I don't usually talk much about performance when I do QualityTests or TestRuns, except for maybe a short paragraph on my own experiences or a "Personal Short Version/Opinion" section at the end. The reason is, every system is different and everyone has their system configured in different ways. I could say that GPU-recording ran great for me, but then someone with a laptop running a non-dedicated videocard will tell me how wrong I am and that it doesn't run well at all. I could say it lagged me out all the time, but there would be many who could run the same thing with no problems. A quick look at any Technical Support area of any forum anywhere is evidence of the fact that even with the same hardware, there are a bunch of people who will have no problem at all and a bunch who will be having no joy. So, I mainly leave the issue aside but I sometimes mention how it seemed to run for me and [especially if anyone asks directly] I would be happy to provide more information to those who want to know more about it.

For me, performance while recording with the GPU was a mixed bag. For the most part it seemed to work fine, but there were a handful of games that just didn't like it as much. Some were choppy or laggy when I began recording. The theory is, that recording with the many cores of a GPU, processing and encoding a frame to a file should be more streamlined, but in practice it seems to take more resources from the videocard itself than I expected. Perhaps it is due to needed optimization of the games or drivers, or perhaps it is my 'older' videocards that are beginning to get on in years (I was running two GTX 560 Ti's in SLI mode during these tests). I did find that some games preferred non-SLI mode when recording with CUDA (such as Diablo III, if I remember correctly) and things were smoother when recording that way; but for the most part, accelerated recording ran with about the same responsiveness as [and in some games, slower than] my own optimized settings for the x264 iteration of AVC. Not long ago, I spent a bunch of time testing and tweaking x264 to record with the H.264/AVC codec, finding the best settings for speed while maintaining quality - and in light of the performance I was able to tweak out of x264 - GPU-based-recording didn't impress me much [if talking strictly about performance hit here]... perhaps I'll end up just using my settings with x264, for now.

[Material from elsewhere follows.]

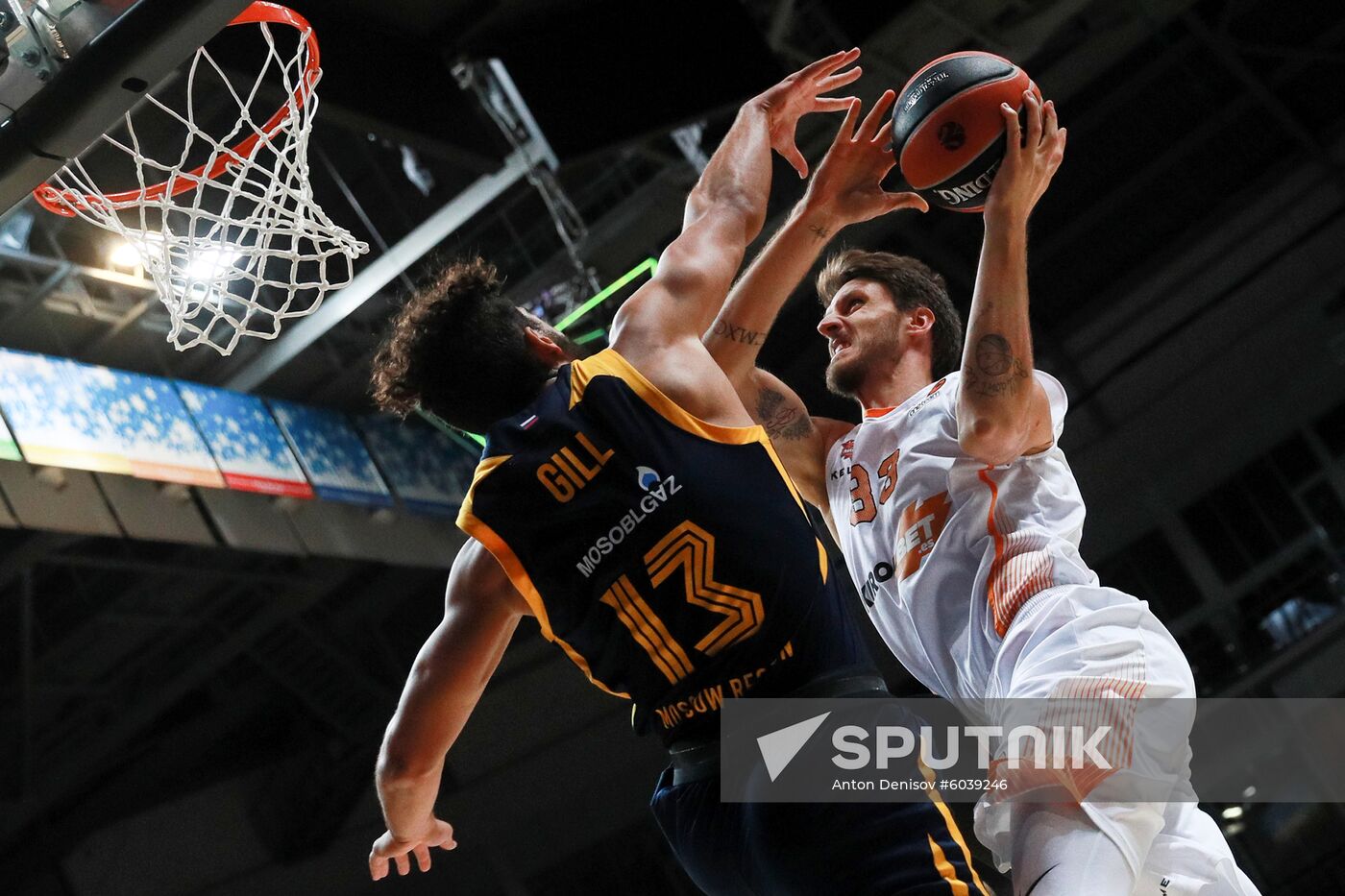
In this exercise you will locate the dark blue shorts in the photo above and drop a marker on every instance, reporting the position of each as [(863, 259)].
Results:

For more information, tests and tweaks that I did over time with h.264/AVC and the x264 codec, feel free to check out these articles here at the blog (some are the same as the above asection):



An example of an NVIDIA CUDA encoded game recording, this is a frame extracted from the CUDA-produced output file (Allods @ 1080p). Click to see Full Size



Overall, recording with gpu-acceleration was pleasantly surprising. Quality (at 100%) was better than I expected from it (it does taper off quickly as you lower the quality setting, however). The file sizes were comfortably small (about 25GB for an hour of recording at 70% Quality, about 45GB for an hour of recording at 100% Quality). The performance was a mixed bag for me, but for most games it was indeed fast and could get the job done. So, in essence, it managed to deliver on all promises. Not bad at all.


Have fun recording with your GPU and See You In The Games!